Consumers as marketers

Having read, and thoroughly enjoyed, Joseph Jaffe's Life After the 30-Second Spot, I see that a lot of smart people are rethinking the traditional relationship between brands and consumers. Jaffe talks about engagement, interaction and evangelism as some of the new ROIs that need to be considered as consumers are recruited to manage their own relationships with brands and in some cases even help build them. This makes a lot of sense in the age of TiVo, but again, both art and science must work together to craft a strategy through this next phase. Statisticians and marketers must ask questions like:

  • What's important?
  • How do we measure it?
  • What does an extra second of engagement mean?
  • How do we find influencers, and what is their influence worth?
  • What's the net present value of an additional util of "community" (e.g., another entry on a blog or visit to user-generated content)? 

It makes little sense to empower consumers by enlisting them as marketers in our own campaigns unless we know best how to harness their influence and how to measure it. Without this measurement and forethought, we are marketing blind -- rolling the dice and hoping that we do not create a monster in place of a powerful advocate.

Mass customization

"A Car for Every Purse and Purpose" began the trend toward mass customization, where marketers understood the individual needs of each segment of the public and a product was developed specifically to meet that need. It made perfect sense in the 1960s when Sloan unveiled the new slogan for GM, but the success of the strategy has sown the seeds of its own demise. Another current book, The Paradox of Choice: Why More is Less, illustrates how the great number of product options presented to consumers today has actually become paralyzing rather than liberating. With hundreds of automotive brands, toothpastes, and HDTV sizes and resolutions, any purchasing decision requires a tremendous amount of research.

There's a great psychological experiment that observed how people would respond when presented with a table full of jams and jellies in a supermarket along with a discount coupon if one of those products were purchased today. When the table had six products, 30 percent of consumers chose their favorite product and purchased it. When it contained 24 jars of jelly, less than three percent actually made a purchase. As evidenced, mass customization or too much choice has "jammed up" the decision-making works, leaving both buyer and seller worse off. 
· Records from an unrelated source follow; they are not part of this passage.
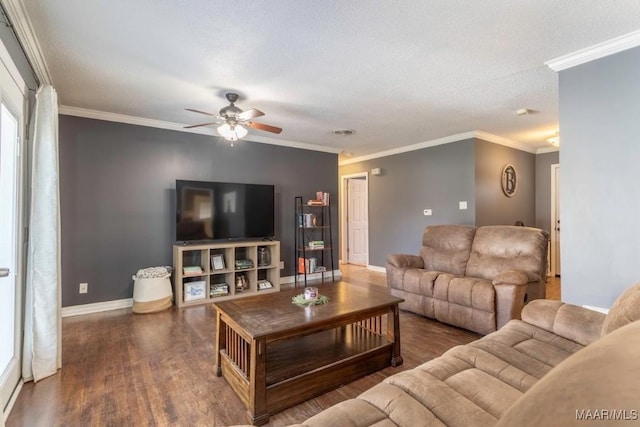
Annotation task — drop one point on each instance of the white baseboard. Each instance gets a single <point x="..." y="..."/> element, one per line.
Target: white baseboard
<point x="312" y="276"/>
<point x="598" y="309"/>
<point x="77" y="310"/>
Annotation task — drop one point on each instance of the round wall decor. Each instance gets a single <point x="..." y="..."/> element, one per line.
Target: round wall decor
<point x="509" y="180"/>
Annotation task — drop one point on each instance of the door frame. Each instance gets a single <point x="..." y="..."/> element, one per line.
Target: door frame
<point x="344" y="204"/>
<point x="16" y="101"/>
<point x="554" y="267"/>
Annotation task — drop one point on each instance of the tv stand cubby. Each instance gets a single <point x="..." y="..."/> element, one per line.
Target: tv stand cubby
<point x="201" y="271"/>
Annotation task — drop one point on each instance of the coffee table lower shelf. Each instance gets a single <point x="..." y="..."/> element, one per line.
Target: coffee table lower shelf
<point x="300" y="368"/>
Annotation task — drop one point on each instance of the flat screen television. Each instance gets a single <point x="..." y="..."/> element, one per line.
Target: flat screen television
<point x="217" y="211"/>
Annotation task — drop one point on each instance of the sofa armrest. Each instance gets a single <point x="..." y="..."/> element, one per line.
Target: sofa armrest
<point x="510" y="277"/>
<point x="511" y="291"/>
<point x="405" y="261"/>
<point x="567" y="320"/>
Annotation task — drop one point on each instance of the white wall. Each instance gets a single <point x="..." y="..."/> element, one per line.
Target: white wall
<point x="600" y="178"/>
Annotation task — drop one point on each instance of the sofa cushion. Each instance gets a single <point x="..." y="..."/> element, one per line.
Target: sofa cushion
<point x="625" y="309"/>
<point x="499" y="248"/>
<point x="418" y="281"/>
<point x="596" y="386"/>
<point x="465" y="302"/>
<point x="566" y="320"/>
<point x="446" y="247"/>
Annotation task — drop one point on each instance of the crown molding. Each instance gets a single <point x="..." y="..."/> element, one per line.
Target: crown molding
<point x="5" y="57"/>
<point x="594" y="52"/>
<point x="544" y="150"/>
<point x="441" y="141"/>
<point x="179" y="127"/>
<point x="503" y="141"/>
<point x="413" y="147"/>
<point x="26" y="35"/>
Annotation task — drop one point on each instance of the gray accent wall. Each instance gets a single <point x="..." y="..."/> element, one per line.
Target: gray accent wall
<point x="543" y="188"/>
<point x="434" y="178"/>
<point x="599" y="191"/>
<point x="118" y="196"/>
<point x="438" y="178"/>
<point x="492" y="206"/>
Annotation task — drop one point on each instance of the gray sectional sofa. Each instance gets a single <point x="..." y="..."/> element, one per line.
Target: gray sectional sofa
<point x="477" y="278"/>
<point x="561" y="365"/>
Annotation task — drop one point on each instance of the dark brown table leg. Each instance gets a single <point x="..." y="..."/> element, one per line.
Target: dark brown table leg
<point x="258" y="414"/>
<point x="393" y="334"/>
<point x="221" y="342"/>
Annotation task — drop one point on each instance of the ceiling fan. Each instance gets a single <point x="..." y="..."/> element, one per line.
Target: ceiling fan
<point x="233" y="120"/>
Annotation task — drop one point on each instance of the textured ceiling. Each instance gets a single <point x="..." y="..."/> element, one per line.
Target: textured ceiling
<point x="397" y="72"/>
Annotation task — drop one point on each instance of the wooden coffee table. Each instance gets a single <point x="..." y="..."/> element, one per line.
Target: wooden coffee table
<point x="275" y="354"/>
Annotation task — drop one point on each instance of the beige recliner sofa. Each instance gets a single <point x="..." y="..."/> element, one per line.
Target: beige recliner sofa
<point x="477" y="278"/>
<point x="561" y="365"/>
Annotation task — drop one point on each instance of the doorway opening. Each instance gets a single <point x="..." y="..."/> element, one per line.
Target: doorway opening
<point x="554" y="244"/>
<point x="354" y="222"/>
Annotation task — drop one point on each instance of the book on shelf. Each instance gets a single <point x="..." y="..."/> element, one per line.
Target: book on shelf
<point x="193" y="269"/>
<point x="322" y="199"/>
<point x="306" y="265"/>
<point x="316" y="244"/>
<point x="219" y="290"/>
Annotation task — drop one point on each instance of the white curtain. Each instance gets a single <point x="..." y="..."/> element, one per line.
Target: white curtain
<point x="42" y="335"/>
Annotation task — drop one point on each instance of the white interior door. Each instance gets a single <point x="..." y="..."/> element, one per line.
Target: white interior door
<point x="555" y="220"/>
<point x="9" y="321"/>
<point x="357" y="222"/>
<point x="12" y="90"/>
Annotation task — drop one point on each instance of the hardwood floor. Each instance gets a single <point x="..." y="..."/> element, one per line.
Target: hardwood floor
<point x="124" y="369"/>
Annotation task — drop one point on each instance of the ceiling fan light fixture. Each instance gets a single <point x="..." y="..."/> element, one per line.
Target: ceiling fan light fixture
<point x="232" y="133"/>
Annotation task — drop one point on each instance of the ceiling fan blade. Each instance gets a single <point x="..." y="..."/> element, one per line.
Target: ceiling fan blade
<point x="201" y="112"/>
<point x="201" y="124"/>
<point x="250" y="114"/>
<point x="262" y="126"/>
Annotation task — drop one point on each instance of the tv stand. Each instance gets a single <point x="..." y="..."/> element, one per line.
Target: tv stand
<point x="211" y="272"/>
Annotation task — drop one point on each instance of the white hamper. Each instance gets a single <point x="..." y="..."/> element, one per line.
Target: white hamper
<point x="152" y="290"/>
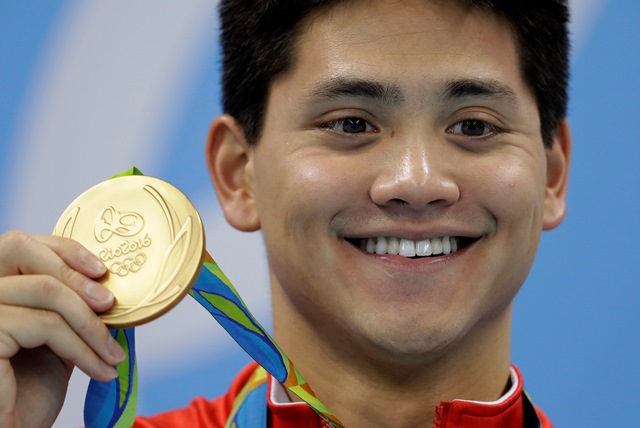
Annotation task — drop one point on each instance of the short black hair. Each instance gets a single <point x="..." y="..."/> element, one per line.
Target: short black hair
<point x="258" y="41"/>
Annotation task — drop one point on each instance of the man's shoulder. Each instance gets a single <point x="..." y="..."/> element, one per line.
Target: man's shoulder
<point x="201" y="412"/>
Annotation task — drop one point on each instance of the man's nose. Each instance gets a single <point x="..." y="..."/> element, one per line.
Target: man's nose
<point x="416" y="173"/>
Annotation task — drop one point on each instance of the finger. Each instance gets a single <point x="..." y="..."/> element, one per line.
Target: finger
<point x="8" y="393"/>
<point x="75" y="255"/>
<point x="46" y="294"/>
<point x="47" y="328"/>
<point x="21" y="253"/>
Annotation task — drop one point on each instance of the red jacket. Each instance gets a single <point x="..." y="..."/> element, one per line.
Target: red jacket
<point x="202" y="413"/>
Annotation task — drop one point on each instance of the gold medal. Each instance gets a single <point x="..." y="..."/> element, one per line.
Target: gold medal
<point x="150" y="237"/>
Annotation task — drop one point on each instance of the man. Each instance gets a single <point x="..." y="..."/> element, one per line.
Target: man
<point x="401" y="159"/>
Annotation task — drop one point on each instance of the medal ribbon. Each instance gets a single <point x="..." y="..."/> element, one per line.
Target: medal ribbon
<point x="113" y="404"/>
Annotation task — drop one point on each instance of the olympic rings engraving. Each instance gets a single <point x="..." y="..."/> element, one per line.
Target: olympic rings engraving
<point x="128" y="265"/>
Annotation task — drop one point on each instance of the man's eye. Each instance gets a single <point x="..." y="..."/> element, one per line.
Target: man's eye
<point x="350" y="125"/>
<point x="472" y="128"/>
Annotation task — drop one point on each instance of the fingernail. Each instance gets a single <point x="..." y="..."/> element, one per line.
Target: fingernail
<point x="93" y="263"/>
<point x="115" y="350"/>
<point x="98" y="293"/>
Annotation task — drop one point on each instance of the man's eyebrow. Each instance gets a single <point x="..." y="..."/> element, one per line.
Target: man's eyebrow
<point x="340" y="87"/>
<point x="478" y="88"/>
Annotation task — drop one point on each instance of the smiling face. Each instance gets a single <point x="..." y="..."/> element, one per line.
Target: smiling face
<point x="400" y="181"/>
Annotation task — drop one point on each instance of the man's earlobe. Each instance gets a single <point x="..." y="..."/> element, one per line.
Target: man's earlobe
<point x="558" y="159"/>
<point x="230" y="162"/>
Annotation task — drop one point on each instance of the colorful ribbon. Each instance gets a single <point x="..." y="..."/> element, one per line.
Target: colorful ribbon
<point x="113" y="404"/>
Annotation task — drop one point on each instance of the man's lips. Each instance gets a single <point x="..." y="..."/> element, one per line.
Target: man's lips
<point x="433" y="247"/>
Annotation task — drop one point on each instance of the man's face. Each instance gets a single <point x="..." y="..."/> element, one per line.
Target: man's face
<point x="403" y="128"/>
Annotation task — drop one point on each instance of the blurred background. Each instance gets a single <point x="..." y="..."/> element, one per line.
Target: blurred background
<point x="88" y="89"/>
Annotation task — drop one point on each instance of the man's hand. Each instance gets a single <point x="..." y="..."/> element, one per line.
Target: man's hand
<point x="48" y="325"/>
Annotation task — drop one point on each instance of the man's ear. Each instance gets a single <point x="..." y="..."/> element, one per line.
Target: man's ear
<point x="558" y="157"/>
<point x="230" y="163"/>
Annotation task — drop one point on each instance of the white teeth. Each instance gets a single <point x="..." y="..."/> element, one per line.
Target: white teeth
<point x="393" y="246"/>
<point x="436" y="246"/>
<point x="423" y="248"/>
<point x="408" y="248"/>
<point x="371" y="245"/>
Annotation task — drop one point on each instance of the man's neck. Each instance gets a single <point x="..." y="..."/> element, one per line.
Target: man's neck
<point x="361" y="390"/>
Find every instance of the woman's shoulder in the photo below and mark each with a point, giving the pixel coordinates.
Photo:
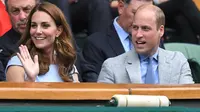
(14, 61)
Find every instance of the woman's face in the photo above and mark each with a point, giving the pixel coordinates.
(43, 31)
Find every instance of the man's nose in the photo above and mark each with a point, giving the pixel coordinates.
(139, 33)
(22, 15)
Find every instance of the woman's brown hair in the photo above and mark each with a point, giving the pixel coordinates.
(65, 52)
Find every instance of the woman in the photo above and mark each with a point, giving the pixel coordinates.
(46, 50)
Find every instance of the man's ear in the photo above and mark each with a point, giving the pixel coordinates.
(59, 31)
(162, 30)
(121, 6)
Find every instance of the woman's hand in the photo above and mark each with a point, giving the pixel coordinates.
(31, 67)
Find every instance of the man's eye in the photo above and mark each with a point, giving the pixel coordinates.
(145, 28)
(15, 11)
(45, 25)
(135, 27)
(27, 10)
(33, 26)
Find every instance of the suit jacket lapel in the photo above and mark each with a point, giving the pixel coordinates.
(132, 64)
(164, 68)
(114, 41)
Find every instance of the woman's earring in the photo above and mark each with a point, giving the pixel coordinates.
(54, 53)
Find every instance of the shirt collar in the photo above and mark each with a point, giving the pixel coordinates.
(120, 31)
(155, 56)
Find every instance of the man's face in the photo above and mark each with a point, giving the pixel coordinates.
(145, 34)
(19, 11)
(127, 11)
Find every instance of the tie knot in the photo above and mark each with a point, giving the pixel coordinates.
(129, 37)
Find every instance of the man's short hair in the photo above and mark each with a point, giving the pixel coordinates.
(159, 14)
(6, 3)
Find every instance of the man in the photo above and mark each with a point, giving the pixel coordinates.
(102, 45)
(147, 63)
(184, 18)
(18, 11)
(5, 24)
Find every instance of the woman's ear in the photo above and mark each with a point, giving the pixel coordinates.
(59, 31)
(120, 6)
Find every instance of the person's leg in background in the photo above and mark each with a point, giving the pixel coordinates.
(92, 15)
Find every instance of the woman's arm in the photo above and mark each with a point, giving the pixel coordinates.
(15, 74)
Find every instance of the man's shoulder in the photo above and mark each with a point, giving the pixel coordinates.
(97, 37)
(173, 55)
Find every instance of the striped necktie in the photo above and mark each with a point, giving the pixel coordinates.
(150, 77)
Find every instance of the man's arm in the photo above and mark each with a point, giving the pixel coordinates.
(2, 73)
(186, 76)
(93, 59)
(106, 75)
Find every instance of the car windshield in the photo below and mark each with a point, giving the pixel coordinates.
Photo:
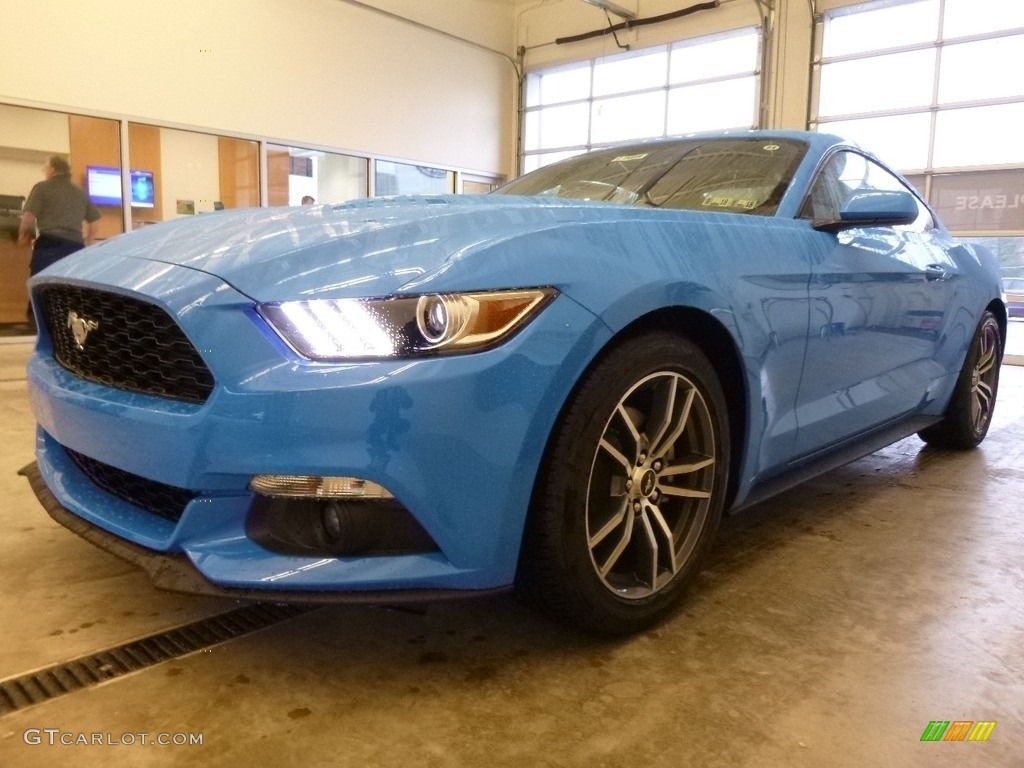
(739, 175)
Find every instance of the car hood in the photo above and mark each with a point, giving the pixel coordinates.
(376, 247)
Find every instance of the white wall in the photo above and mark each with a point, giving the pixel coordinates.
(322, 72)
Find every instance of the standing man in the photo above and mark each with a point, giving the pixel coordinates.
(57, 208)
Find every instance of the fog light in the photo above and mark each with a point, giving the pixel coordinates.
(314, 486)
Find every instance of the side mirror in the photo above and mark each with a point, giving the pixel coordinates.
(873, 209)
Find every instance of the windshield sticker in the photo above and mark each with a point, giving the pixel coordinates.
(747, 205)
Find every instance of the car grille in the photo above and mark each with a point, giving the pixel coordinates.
(132, 345)
(166, 501)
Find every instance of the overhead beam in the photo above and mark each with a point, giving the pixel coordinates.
(619, 10)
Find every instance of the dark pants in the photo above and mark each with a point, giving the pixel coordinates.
(49, 250)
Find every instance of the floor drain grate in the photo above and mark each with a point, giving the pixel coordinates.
(84, 672)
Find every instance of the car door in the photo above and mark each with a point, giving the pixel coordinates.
(877, 304)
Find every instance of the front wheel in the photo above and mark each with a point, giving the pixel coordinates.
(632, 488)
(970, 414)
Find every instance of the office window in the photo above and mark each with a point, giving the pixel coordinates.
(693, 85)
(188, 172)
(294, 173)
(401, 178)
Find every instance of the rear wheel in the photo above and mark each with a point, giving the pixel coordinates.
(632, 489)
(970, 414)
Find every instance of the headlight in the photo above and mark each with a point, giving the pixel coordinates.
(334, 330)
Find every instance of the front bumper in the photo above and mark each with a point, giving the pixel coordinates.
(176, 573)
(458, 440)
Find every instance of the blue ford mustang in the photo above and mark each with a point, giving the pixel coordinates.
(558, 387)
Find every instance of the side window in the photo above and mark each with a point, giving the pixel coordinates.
(848, 172)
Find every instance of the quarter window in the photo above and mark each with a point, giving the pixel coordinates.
(849, 172)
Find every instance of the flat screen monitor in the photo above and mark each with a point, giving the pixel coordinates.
(103, 186)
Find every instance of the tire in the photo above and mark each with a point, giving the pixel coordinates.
(970, 413)
(632, 488)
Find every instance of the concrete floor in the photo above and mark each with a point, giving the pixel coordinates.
(830, 626)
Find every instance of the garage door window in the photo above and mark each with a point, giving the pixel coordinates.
(699, 84)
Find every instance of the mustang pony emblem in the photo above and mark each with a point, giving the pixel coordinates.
(80, 328)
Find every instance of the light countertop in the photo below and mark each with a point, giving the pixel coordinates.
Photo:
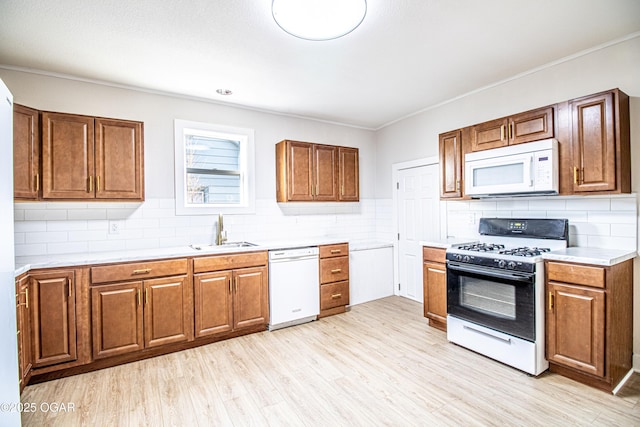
(596, 256)
(448, 242)
(26, 263)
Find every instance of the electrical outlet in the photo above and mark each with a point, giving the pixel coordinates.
(114, 227)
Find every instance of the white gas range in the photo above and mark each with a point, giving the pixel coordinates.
(495, 290)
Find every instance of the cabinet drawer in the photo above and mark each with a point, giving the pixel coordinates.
(434, 254)
(229, 262)
(334, 295)
(578, 274)
(138, 270)
(329, 251)
(334, 269)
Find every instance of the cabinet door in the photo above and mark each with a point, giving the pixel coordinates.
(213, 307)
(349, 174)
(491, 134)
(166, 311)
(451, 164)
(116, 318)
(325, 169)
(593, 143)
(250, 297)
(576, 327)
(24, 329)
(67, 156)
(300, 168)
(119, 159)
(531, 126)
(53, 318)
(435, 293)
(26, 152)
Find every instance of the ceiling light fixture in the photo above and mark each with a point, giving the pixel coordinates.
(318, 19)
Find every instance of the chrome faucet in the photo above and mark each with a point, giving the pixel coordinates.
(221, 235)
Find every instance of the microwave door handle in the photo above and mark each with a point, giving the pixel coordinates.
(531, 175)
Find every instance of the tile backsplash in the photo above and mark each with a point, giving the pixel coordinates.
(60, 227)
(595, 221)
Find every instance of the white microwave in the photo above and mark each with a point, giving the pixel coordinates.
(518, 170)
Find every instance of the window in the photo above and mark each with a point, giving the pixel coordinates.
(214, 169)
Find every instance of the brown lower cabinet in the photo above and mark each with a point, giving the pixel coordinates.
(334, 279)
(52, 302)
(24, 330)
(590, 321)
(435, 286)
(227, 299)
(131, 316)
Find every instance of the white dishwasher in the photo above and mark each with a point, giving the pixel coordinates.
(294, 286)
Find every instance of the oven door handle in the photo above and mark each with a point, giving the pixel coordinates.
(499, 274)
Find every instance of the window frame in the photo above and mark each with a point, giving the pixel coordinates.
(247, 167)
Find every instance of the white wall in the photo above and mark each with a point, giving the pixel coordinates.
(615, 66)
(54, 228)
(9, 390)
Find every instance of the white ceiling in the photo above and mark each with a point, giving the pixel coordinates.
(406, 56)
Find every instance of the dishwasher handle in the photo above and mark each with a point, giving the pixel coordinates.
(288, 255)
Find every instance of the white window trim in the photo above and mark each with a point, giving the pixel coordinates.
(246, 138)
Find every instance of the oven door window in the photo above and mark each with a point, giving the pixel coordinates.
(499, 299)
(489, 297)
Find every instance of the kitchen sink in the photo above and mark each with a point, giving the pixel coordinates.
(224, 245)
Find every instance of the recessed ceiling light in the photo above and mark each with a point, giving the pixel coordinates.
(318, 19)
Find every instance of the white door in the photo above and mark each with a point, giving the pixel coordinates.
(418, 219)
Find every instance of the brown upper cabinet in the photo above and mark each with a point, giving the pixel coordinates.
(349, 174)
(91, 158)
(451, 164)
(313, 172)
(60, 156)
(600, 143)
(524, 127)
(26, 152)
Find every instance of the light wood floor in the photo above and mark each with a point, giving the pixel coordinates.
(378, 364)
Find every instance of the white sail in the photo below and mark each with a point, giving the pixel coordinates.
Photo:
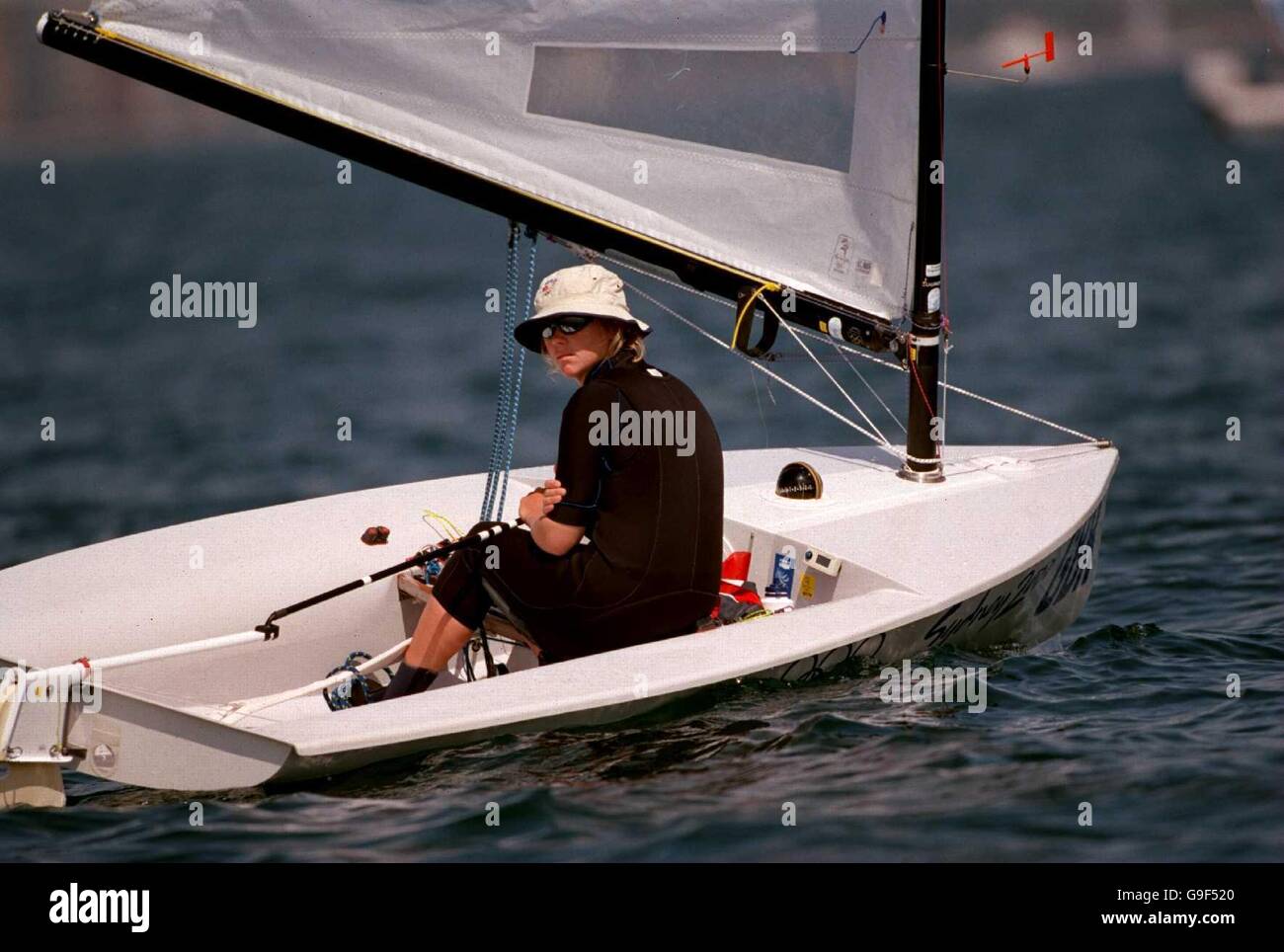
(743, 131)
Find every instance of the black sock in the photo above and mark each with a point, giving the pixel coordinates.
(409, 680)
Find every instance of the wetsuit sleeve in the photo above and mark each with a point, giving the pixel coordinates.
(579, 462)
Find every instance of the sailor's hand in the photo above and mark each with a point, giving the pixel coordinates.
(537, 505)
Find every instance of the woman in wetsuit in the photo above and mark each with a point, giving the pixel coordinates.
(625, 543)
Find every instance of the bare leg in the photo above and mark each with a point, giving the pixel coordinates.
(437, 638)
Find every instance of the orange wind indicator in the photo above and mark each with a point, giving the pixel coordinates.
(1048, 52)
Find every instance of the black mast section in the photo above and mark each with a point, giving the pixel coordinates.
(925, 338)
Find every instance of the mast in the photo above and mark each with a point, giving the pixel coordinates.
(924, 337)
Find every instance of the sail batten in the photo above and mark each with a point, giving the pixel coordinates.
(740, 133)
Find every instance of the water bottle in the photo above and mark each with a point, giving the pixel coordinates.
(782, 571)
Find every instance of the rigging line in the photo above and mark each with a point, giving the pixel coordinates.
(962, 391)
(842, 390)
(881, 22)
(861, 376)
(512, 436)
(762, 416)
(886, 446)
(501, 408)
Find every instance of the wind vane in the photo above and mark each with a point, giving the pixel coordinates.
(1048, 52)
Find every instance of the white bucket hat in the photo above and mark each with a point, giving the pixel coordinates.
(590, 290)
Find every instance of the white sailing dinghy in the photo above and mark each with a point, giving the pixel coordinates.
(774, 154)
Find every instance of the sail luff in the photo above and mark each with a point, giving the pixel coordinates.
(399, 85)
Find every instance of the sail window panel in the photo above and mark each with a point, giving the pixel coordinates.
(761, 103)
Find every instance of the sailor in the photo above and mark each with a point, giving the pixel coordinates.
(624, 544)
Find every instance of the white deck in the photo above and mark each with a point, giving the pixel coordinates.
(910, 552)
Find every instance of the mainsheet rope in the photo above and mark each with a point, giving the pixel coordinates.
(509, 397)
(589, 254)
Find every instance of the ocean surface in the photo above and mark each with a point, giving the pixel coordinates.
(370, 305)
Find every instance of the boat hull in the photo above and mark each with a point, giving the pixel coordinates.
(1002, 553)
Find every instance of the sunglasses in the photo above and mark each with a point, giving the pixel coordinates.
(568, 325)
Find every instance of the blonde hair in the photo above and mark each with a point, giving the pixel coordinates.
(627, 344)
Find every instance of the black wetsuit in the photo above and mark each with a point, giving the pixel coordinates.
(653, 514)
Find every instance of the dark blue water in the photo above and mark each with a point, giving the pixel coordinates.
(370, 307)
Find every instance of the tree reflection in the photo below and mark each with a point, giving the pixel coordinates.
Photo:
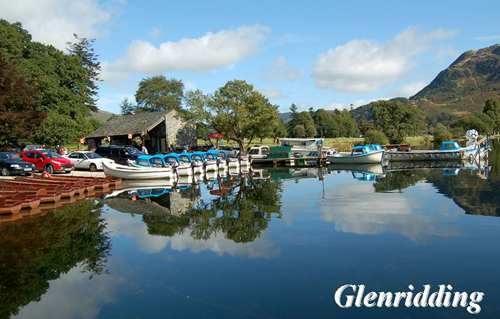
(399, 180)
(242, 211)
(39, 250)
The marketer and the statistician, working together, could rightly determine when to offer the Model-T ("any color, as long as it's black") or the full panoply of choice for a given consumer based on data studies like the jelly conundrum. By better understanding the consumer, where they are in the lifecycle of purchasing a product category, and how they view a brand in that context, you can better decide what to market and when (if at all). For the consumer, this means the full range of options is narrowed down to those most likely to fit, reducing confusion and allowing them to experience something they might previously have overlooked. Again, a good quant-driven marketer will be able to learn what cues -- demographic, behavioral, modal, et cetera -- are relevant in a purchasing environment, and what to do in response to those cues to improve the bottomline.

Joseph Zawadzki is founder and president of Poindexter Systems.